Fortaleciendo el agarre sobre su mano, dijo.

–Sin embargo, hoy obtuviste el valor para hablarle. Y entonces, aunque no fueron las palabras que deseabas, él te respondió. Ese es un gran paso. Significa que, para el Amo, te convertiste en una existencia que no puede ignorar después de todo. ¿Una victoria absoluta en un torneo externo? ¡Si, te haremos capaz de hacerlo!

–Sensei…

Melida con los ojos húmedos le regresó la mirada a Kufa y asintió.

–¡Melida Angel!

En ese momento, una voz aguda resonó repentinamente.

Al mirar, al lado de la salida, estaba la figura de Nerva Martillo acompañada de su <Blumen>. Con su ropa de combate manchada, cargaba en sus manos unos objetos cuadrados que parecían armas contundentes. Viendo que se acercaba con vehemencia, Kufa se resignó a que sin duda comenzaría una pelea.

Sin embargo, cuando Nerva se acercó, empujó lo que traía en sus manos hacia a los brazos de Melida.

Esas, eran las novelas románticas de moda que había tomado de ella hace un tiempo.

–Ya las leí así que… ¡Te las devuelvo!

Volteando su rostro como para ocultar que estaba sonrojada, Nerva inmediatamente giró. Y en el instante en que se marchaba—

–… ¡Lo siento!

Dejó esas cortas palabras como parte de su testarudez y se fué corriendo. Su <Blumen>, quienes habían estado observando nerviosamente, la persiguieron.

Abrazando las pesadas novelas en sus manos, Melida, aturdida, las vió irse.

–Ha… haa.

Con unos segundos de retraso, dejó escapar una floja respuesta.
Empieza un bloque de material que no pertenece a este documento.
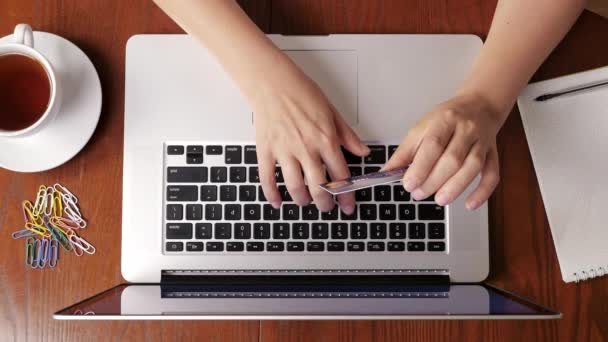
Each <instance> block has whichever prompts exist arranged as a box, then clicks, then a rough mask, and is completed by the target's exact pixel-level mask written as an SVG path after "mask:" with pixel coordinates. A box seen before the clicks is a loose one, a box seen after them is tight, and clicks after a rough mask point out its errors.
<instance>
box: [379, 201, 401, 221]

Ante su expresión que parecía no estar asimilando la situación, Kufa sin pensarlo dijo.

–Esto es bueno ¿No, Ojou-sama?

–M-Me pregunto si es así… ¿Que se supone que es todo esto?
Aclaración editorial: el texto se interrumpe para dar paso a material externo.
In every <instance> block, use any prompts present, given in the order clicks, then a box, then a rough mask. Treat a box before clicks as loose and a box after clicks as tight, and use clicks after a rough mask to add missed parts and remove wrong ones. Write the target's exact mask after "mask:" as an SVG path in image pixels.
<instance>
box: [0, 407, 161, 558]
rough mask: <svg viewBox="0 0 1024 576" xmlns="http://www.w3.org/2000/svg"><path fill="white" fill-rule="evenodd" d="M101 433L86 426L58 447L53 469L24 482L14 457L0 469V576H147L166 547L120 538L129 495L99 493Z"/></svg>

Dejándole a Emy a Melida, quien torcía su cuello con extrañeza, Kufa se dió vuelta con su uniforme militar revoloteando.

–Bien Ojou-sama, Ya que tengo unos pequeños asuntos que atender, me retiraré por ahora.

–¿Eh? ¿A dónde vas?

–A tener una pequeña charla con Nerva-sama. Debo hacerla comprender que no será perdonada con solo una o dos disculpas.




Kufa sacó una espada de madera de algún lugar. Al verlo balancearla casi como preparándose para derribar una bestia, Melida en pánico se agarró a su espalda.

–¡P-P-P-P-P-Por favor detente! ¡Ya estoy satisfecha con esto!

En ese momento, como un bote salvavidas, el sonido de una trompeta resonó. La señal de que el siguiente encuentro estaba por comenzar.

Como para mediar, Emy golpeó sus palmas.

–El segundo encuentro es el de Elise-sama, ¿No? ¡Vamos a apoyarla mientras comemos el almuerzo!